Of course, he didn’t do it for long. Within half a month, Wang Ning had borrowed Little Zhu, promoted him to Deputy Director of the Command Center Office (Wang Ning told him this was the organization’s recognition, with unlimited prospects), and dumped all the writing work on Little Zhu.

Wang Ning just needed to sign his name.

Zhao Bowen wasn’t around—Uncle Zhao must be at another provincial or municipal committee meeting. Who knew when he’d return? He was always busy running from one thing to another.

Lian Qiao helped wash all the dishes in the kitchen, then went to Bai Yang’s room to discuss determinism and free will. She encouraged Bai Yang to do a simple experiment to test it. Blowing up Building 12 wasn’t realistic, but making marks on the wall would be easy. Since Bai Yang and BG4MSR were in the same room, he could make marks on his white wall and she could immediately see if there were any changes.

Drawing randomly on your wall—this was asking for a beating from Mom.

But Lian Qiao convinced Mom.

So Bai Yang dug out his watercolor paints from elementary school art class, first coordinating with BG4MSR to select an intact section of the wall.

“I told you, but you didn’t believe me,” Bai Yang said with a smirk. “We already verified this when we sent the time-slow delivery. But I’ll prove it to you again.

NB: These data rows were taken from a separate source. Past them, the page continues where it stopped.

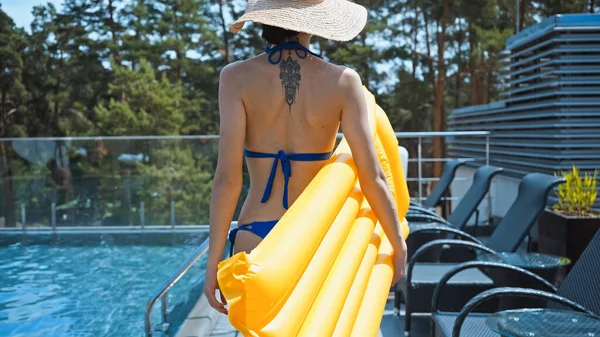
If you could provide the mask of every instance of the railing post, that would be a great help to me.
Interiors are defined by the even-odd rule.
[[[490,164],[490,135],[488,134],[487,136],[485,136],[485,164],[489,165]],[[491,225],[491,221],[492,221],[492,193],[491,193],[491,188],[492,186],[490,185],[490,190],[487,193],[487,201],[488,201],[488,209],[487,209],[487,222],[489,225]],[[477,224],[475,224],[477,225]]]
[[[142,229],[146,226],[146,214],[145,214],[145,204],[143,201],[140,202],[140,225]]]
[[[485,164],[490,164],[490,136],[485,136]]]
[[[21,230],[23,235],[27,234],[27,212],[24,203],[21,204]]]
[[[171,228],[175,229],[175,201],[171,201]]]
[[[422,159],[423,159],[423,140],[421,138],[421,136],[418,137],[418,147],[417,147],[417,171],[418,171],[418,178],[417,178],[417,184],[418,184],[418,189],[419,189],[419,203],[421,203],[423,201],[422,197],[423,197],[423,184],[422,184],[422,180],[423,180],[423,163],[422,163]]]
[[[52,226],[52,232],[56,232],[56,203],[50,204],[50,225]]]

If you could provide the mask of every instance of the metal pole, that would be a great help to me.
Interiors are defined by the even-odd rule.
[[[418,188],[419,188],[419,203],[422,202],[422,198],[423,198],[423,185],[422,185],[422,180],[423,180],[423,168],[421,167],[422,163],[422,159],[423,159],[423,141],[422,138],[419,137],[419,144],[417,147],[417,170],[419,172],[419,176],[417,179],[417,183],[418,183]]]
[[[163,314],[163,324],[167,323],[167,305],[169,305],[169,292],[167,291],[163,297],[160,298]]]
[[[485,137],[485,164],[490,164],[490,136]]]
[[[175,201],[171,201],[171,228],[175,228]]]
[[[27,234],[27,212],[25,210],[25,204],[21,204],[21,230],[23,235]]]
[[[146,214],[145,214],[145,203],[140,202],[140,225],[142,225],[142,229],[146,226]]]
[[[52,225],[52,231],[56,232],[56,203],[53,202],[50,205],[50,224]]]
[[[490,136],[485,136],[485,164],[490,164]],[[488,209],[487,209],[487,221],[489,225],[491,225],[492,221],[492,193],[491,193],[491,185],[490,191],[488,191],[487,201],[488,201]],[[477,225],[477,224],[475,224]]]

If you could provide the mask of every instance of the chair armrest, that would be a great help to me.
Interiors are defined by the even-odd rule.
[[[468,241],[475,242],[477,244],[484,246],[483,242],[481,242],[479,239],[472,236],[471,234],[465,233],[465,232],[461,231],[460,229],[456,229],[454,227],[449,227],[446,225],[438,225],[438,224],[434,224],[434,223],[418,226],[416,228],[411,229],[409,238],[414,237],[417,234],[427,233],[427,232],[445,232],[445,233],[455,234],[462,240],[468,240]]]
[[[412,271],[415,267],[415,263],[417,263],[417,259],[419,258],[419,256],[425,254],[428,250],[431,250],[438,246],[474,248],[477,250],[484,251],[486,253],[497,254],[495,251],[493,251],[492,249],[490,249],[484,245],[480,245],[478,243],[469,242],[469,241],[434,240],[434,241],[428,242],[428,243],[424,244],[423,246],[421,246],[421,248],[417,249],[417,251],[413,254],[412,258],[408,262],[408,266],[406,267],[406,284],[407,285],[410,285],[410,282],[412,280]]]
[[[525,297],[525,298],[534,298],[534,299],[545,299],[546,301],[557,302],[560,304],[564,304],[575,311],[581,311],[586,314],[596,316],[593,312],[589,311],[585,307],[580,304],[577,304],[567,298],[558,296],[556,294],[552,294],[549,292],[534,290],[534,289],[526,289],[526,288],[511,288],[511,287],[503,287],[503,288],[495,288],[482,292],[481,294],[473,297],[462,310],[459,312],[458,317],[456,318],[456,322],[454,323],[454,328],[452,329],[452,337],[460,336],[460,329],[467,318],[467,315],[473,311],[477,306],[481,303],[496,297],[502,296],[514,296],[514,297]],[[597,316],[596,316],[597,317]]]
[[[539,277],[538,275],[536,275],[528,270],[525,270],[523,268],[519,268],[519,267],[515,267],[515,266],[511,266],[509,264],[504,264],[504,263],[499,263],[499,262],[469,261],[469,262],[461,263],[461,264],[457,265],[456,267],[450,269],[442,277],[442,279],[440,280],[438,285],[435,287],[435,290],[433,291],[433,297],[431,300],[432,312],[435,312],[438,310],[440,294],[441,294],[442,290],[444,289],[444,287],[446,286],[446,284],[448,283],[448,281],[452,278],[452,276],[458,274],[459,272],[461,272],[463,270],[472,269],[472,268],[504,269],[504,270],[507,270],[510,272],[519,273],[522,276],[527,277],[530,280],[533,280],[533,281],[539,283],[541,286],[545,287],[549,292],[552,292],[552,293],[557,292],[556,287],[553,286],[550,282],[544,280],[543,278]]]
[[[429,208],[425,208],[425,207],[420,207],[420,206],[410,206],[408,208],[408,215],[410,216],[411,213],[423,213],[423,214],[427,214],[427,215],[431,215],[431,216],[435,216],[435,217],[440,217],[441,216],[437,213],[434,212],[434,208],[433,209],[429,209]]]
[[[431,216],[429,214],[425,214],[425,213],[421,213],[421,214],[406,214],[406,220],[408,220],[408,222],[419,222],[419,221],[426,221],[426,222],[437,222],[437,223],[441,223],[444,225],[448,225],[448,226],[452,226],[446,219],[440,217],[440,216]]]

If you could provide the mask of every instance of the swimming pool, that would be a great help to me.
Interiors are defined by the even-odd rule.
[[[196,248],[0,246],[0,336],[142,336],[146,301]],[[198,263],[170,292],[169,310],[182,306],[190,289],[198,288],[202,265]],[[160,321],[159,308],[154,322]]]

I can tell you the conclusion right now—no matter what we draw on the wall, there won’t be any changes on her side.”

“Draw it!”

Bai Yang drew SpongeBob on the white wall, then Patrick Star on the opposite wall.

Next, he contacted BG4MSR via radio.

Sure enough, the girl answered that there was nothing—no changes at all.

Lian Qiao was shocked.

“See, what did I tell you?” Bai Yang clapped his hands. “There won’t be any changes at all. Want to know why? It must be because, shortly, my mom or someone else thought these two things were too ugly, really eyesores, so they painted over them. That’s why nothing can be seen on that side…”

Bai Yang made a further deduction:

“But these two drawings should still exist—they’re just covered up. So if I now have BG4MSR scrape the wall surface, they should see the light of day again.”

He spoke with absolute certainty.

Lian Qiao nodded.

So Bai Yang contacted the other side again, guiding Xia Ban to scrape the wall, removing the white putty layer by layer. If nothing went wrong, she should see the SpongeBob and Patrick Star that Bai Yang had drawn.

But this time it was Bai Yang’s turn to be surprised.

Still nothing.

Xia Ban scraped to the bottom, to the cement wall, without finding any trace of paint. It was as if it wasn’t the same wall, as if no one had ever drawn anything there.

Bai Yang was stunned. He turned to look at SpongeBob and Patrick Star on the wall—the freshly dried paint was still bright. For some unknown reason, these two best friends had been lost in the tumultuous river of time.